Pierre Senges, Projectiles au sens propre

The Big­gest Splash

Pierre Sen­ges pour­suit ses petits trai­tés d’éducation ludique. C’est sou­vent de la tarte. Et aujourd’hui plus qu’hier, et bien moins sans doute que demain. Et ce, à une main ou deux mains. Sont réunis dans ce texte un maxi­mum d’entartreurs. Issus du cinéma muet bur­lesque (où ils furent flo­rès) et d’ailleurs.
Il y a Oli­ver Hardy spé­cia­liste de l’épaulé jeté face à Stan Lau­rel. Les deux res­tent  des record­men d’entartrages et non sans le ren­fort d’une plé­thore d’« assi­gna­teurs de signi­fi­ca­tions » qui ne sont pas for­cé­ment de purs  her­mé­neutes mais de sacrés far­ceurs farcisseurs.

Ils firent en sorte que la tarte assi­gnée ait un sens. Mais Pierre Sen­gès les accom­pagne d’Angelus Sile­sius — une bonne pâte et crème — mais qu’on atten­dait pas for­cé­ment en un tel lieu lui, qui  en “Pèle­rin ché­ru­bi­nique spé­cu­la­tif plus que spé­cu­la­teur, fut sou­tenu par une cohorte de moniales et de pères de l’Eglise et de son Saint Siège.
Se suc­cèdent des consi­dé­ra­tions ren­ver­santes, des galé­jades scrip­tu­rales sur l’évocation de pla­car­dages qui demandent une tech­nique ache­vée. L’auteur le sou­ligne à pro­pos :  « on ne le dira jamais assez : rece­voir une tarte en pleine figure demande de savoir viser ». Et de rap­pe­ler que, s’il des tartes far­cesques, il en est  de plus sophis­ti­quées,  “com­pré­hen­sibles seule­ment d’un point de vue shintoïste ».

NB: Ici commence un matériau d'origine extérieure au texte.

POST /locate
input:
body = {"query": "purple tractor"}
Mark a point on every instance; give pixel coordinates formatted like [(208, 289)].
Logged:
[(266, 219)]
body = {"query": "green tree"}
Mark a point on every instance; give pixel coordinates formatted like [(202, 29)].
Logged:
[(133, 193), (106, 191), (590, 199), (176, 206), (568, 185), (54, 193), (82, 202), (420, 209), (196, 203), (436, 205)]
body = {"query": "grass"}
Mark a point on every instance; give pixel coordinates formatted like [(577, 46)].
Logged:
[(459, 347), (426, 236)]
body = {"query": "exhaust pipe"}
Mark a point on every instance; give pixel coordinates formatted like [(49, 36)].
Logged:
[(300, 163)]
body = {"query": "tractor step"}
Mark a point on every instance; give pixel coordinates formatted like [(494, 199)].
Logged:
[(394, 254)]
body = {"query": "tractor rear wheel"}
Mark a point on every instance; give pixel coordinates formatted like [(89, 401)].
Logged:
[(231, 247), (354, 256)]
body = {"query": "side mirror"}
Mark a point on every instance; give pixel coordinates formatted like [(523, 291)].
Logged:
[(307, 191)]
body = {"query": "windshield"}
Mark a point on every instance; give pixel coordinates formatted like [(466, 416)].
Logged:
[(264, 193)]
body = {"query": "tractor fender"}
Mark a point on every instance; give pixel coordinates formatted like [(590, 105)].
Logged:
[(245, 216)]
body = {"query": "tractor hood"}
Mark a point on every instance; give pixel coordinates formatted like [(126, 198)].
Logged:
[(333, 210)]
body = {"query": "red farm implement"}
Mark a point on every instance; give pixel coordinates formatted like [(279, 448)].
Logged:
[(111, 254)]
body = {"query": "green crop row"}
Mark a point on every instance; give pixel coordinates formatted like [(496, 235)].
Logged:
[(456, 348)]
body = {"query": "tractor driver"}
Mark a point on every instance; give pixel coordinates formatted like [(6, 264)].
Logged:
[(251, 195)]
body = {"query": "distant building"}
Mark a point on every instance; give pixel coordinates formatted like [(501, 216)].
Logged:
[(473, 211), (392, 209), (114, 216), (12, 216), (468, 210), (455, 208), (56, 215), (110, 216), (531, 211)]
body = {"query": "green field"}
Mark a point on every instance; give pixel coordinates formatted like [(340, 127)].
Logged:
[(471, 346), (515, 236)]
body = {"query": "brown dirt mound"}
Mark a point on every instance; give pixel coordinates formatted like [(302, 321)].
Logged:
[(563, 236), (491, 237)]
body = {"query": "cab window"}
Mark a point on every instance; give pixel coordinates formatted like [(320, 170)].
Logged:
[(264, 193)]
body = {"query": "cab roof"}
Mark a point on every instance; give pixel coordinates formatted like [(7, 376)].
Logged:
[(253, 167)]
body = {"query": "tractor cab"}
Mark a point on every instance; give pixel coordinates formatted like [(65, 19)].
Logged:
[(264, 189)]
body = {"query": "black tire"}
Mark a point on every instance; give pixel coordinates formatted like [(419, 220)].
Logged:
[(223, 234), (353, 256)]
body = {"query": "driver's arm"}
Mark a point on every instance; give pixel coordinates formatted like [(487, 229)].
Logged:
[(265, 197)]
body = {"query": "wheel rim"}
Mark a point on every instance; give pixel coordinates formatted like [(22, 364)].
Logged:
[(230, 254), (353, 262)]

La lévi­ta­tion en tulles et bulles d’air de la crème Chan­tilly tra­verse cette revue de détails déli­cieuse et qui ne manque ni de sucre ni de sel. Elle fait pas­ser de Nico­las Pous­sin à Eisen­stein. Les figu­ra­tions sont tirées autant de chez Rodolphe Töpf­fer (inven­teur de la BD.) que de chez John Ford et bien sûr Cha­plin et Kea­ton.
Mar­lene Die­trich, les frères Marx, Wit­teng­stein et Hei­deg­ger et bien sûr Henri Berg­son (démons­tra­teur de la méca­nique comique pla­quée sur du vivant) sont de la par­tie. C’est un régal. Et Le célèbre Noël Godin, entar­teur sur­réa­liste belge, est en bonne compagnie.

Diffi­cile de ren­voyer un tel pro­jec­tile à l’émissaire. D’autant qu’un tel objet ne tombe jamais sur la figure pour rien. Sa “sidé­ra­tion par­ta­gée » devient une sorte d’art sur lequel Pierre Sen­gès fait son beurre et ses sauts de cabri sty­lis­tiques. Il appelle encore pour sa démons­tra­tion d’autres inat­ten­dus patis­siers. Par exemple Rous­seau, Søren Kier­ke­gaard, Kiki de Mont­par­nasse et Deleuze lorsqu’il se trans­forme en Gilles ser­vant d’alibi du délit qui fait d’un visage, comme l’écrit ce der­nier, un “Sys­tème mur blanc / trous noirs ».
Et il n’est pas facile d’échapper à un tel maquillage.

jean-paul gavard-perret

Pierre Sen­gès, Pro­jec­tiles au sens propre, Ver­ti­cales, 2020, 168 p. — 16,50 €.